暗红的胎衣裹着湿漉漉的初生,一声并不嘹亮的哞叫划破黎明清冷的空气,这是它给世界的第一声通知,带着与生俱来的温顺与茫然,母牛粗糙的舌头,带着体温与唾液,一遍遍舔舐它颤抖的躯体,那是最初的抚触,也是第一课:洁净,然后站立,蹒跚,跌倒,再挣扎着用纤弱如秸秆的腿撑起整个世界,它还不知道,自己脊背的弧度,将从此与这片土地的起伏、与一个家族的兴衰紧密相连。

当第一个铜环穿透它稚嫩的鼻隔,一阵尖锐的战栗贯穿全身,那不是剧痛,而是一种凛冽的宣告——宣告自由呼吸的时代终结,一种名为“役使”的契约就此烙入生命,从此,一根绳索或一条缰绳,将牵引它全部的岁月,它的力气,像地下的泉,在骨骼与肌肉的发育中汩汩涌出,两岁,是它生命中的“加冕礼”:沉重的轭第一次架上肩颈,粗糙的木料摩擦着刚刚厚实的皮肤,起初是不适的摇摆,像一艘笨拙的船,但在农人简短的口令与缰绳耐心的引导下,它学会了与那木轭共存,学会了将全身的力气沉入肩峰,绷直背脊,拉动着身后沉睡的犁铧。
土地在它面前翻滚开来,散发出沉睡一冬的、腥甜而潮湿的芬芳,铁犁切开板结的土壤,像一艘沉默的船破开黝黑的浪,它的脚步扎实而均匀,成为春天里最稳重的节拍,夏日曝晒,秋露寒重,它的皮毛在季节里褪换光泽,唯有肩胛上被轭磨出的那块硬茧,日益光滑,宛如一枚深色的勋章,它熟悉每一块田亩的脾气,知晓哪一段路该发力,哪一个弯该放缓,它的劳作无声,却谱写着大地上最深的诗行,偶尔,在晌午的树荫下反刍,它浑浊的大眼望着无际的田野,喉间发出含混的声响,那里面是疲惫,是满足,还是一些人类无法解读的、关于河流与青草的遥远记忆?

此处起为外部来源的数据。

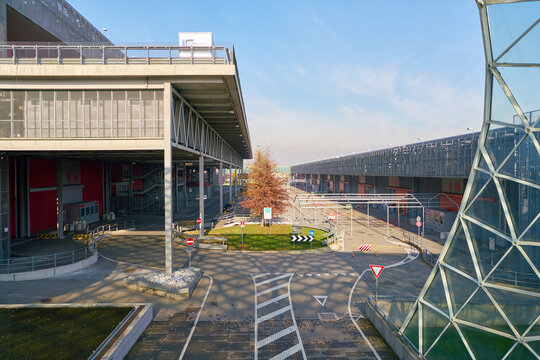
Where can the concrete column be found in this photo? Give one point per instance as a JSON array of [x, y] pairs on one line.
[[130, 187], [230, 184], [59, 202], [201, 194], [220, 179], [167, 177], [107, 187]]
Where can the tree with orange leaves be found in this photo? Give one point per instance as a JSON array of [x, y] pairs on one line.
[[264, 186]]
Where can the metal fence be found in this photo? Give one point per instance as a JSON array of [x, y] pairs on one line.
[[114, 55], [51, 261]]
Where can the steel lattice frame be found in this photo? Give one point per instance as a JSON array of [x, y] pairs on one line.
[[470, 307]]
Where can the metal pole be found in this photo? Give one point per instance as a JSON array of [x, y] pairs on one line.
[[387, 221]]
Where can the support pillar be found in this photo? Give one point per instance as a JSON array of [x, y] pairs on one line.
[[59, 202], [230, 184], [201, 194], [167, 177], [220, 179]]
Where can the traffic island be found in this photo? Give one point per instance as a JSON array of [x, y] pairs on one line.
[[178, 286]]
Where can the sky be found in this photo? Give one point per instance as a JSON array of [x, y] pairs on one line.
[[328, 78]]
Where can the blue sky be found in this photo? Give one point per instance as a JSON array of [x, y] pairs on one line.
[[323, 78]]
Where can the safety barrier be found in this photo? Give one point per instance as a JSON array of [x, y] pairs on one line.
[[377, 249]]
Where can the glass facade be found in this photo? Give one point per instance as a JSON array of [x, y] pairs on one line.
[[482, 300], [81, 113]]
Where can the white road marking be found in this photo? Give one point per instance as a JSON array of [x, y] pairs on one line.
[[275, 336], [350, 299], [272, 279], [271, 301], [321, 299], [277, 287], [196, 319], [282, 311], [292, 350], [273, 314]]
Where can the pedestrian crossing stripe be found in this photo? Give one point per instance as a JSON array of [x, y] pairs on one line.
[[301, 238]]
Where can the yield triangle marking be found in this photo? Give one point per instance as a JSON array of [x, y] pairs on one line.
[[377, 270], [321, 299]]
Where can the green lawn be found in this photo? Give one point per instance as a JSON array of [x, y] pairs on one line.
[[55, 333], [257, 238]]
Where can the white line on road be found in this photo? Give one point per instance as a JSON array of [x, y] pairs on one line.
[[197, 318], [272, 279], [271, 301], [271, 289], [402, 262], [275, 336], [273, 314]]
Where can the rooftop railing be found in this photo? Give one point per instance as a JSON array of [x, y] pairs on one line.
[[113, 55]]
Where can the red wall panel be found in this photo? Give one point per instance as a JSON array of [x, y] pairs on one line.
[[42, 173], [42, 211], [92, 179]]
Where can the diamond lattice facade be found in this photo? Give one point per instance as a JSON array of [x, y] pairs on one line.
[[482, 299]]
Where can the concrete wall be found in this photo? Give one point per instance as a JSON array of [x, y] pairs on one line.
[[392, 338]]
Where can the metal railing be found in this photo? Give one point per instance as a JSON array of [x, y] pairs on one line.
[[51, 261], [114, 55], [391, 324]]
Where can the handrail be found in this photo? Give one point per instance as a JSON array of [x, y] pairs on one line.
[[109, 54], [52, 261]]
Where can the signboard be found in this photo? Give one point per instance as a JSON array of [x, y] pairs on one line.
[[377, 270]]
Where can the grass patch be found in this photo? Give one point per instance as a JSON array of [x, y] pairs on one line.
[[55, 333], [258, 238]]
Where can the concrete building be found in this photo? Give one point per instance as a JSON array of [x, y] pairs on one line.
[[143, 129]]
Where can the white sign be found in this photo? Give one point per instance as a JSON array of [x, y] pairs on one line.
[[267, 213]]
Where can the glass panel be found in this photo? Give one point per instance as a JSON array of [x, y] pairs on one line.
[[149, 113], [519, 308], [134, 113], [433, 324], [524, 163], [508, 21], [481, 311], [481, 240], [459, 288], [501, 107], [33, 110], [76, 114], [458, 254], [485, 345], [62, 114], [524, 83], [90, 114], [47, 114], [516, 272], [449, 347], [411, 331], [435, 294], [119, 114], [487, 209], [520, 352], [500, 142]]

衰老是无声的侵蚀,最先背叛它的是牙齿,从磨损到松动,咀嚼变得缓慢而费力,曾经饱满如鼓的肋腹,渐渐显出骨架的轮廓,步伐不再坚定,轭具显得空前沉重,每一次奋蹄,都伴随着一次深深的喘息,它开始被留在牛棚的时候多了,静默地站在阴影里,看着年轻力壮的牛犊走向它曾经的战场,目光相触的瞬间,没有火花,只有时光平静的移交,终于有一天,它甚至无法稳稳站起,人们围着它,眼神复杂——有关切,有怜悯,也有一种对无用之物的现实考量,最后的时刻,或许是在某个寻常的黄昏,它缓缓卧倒,如同一次过于漫长的歇息,巨大的头颅贴向地面,耳朵最后翕动一下,捕捉着风里传来的、遥远田埂上的吆喝声,一切归于寂静。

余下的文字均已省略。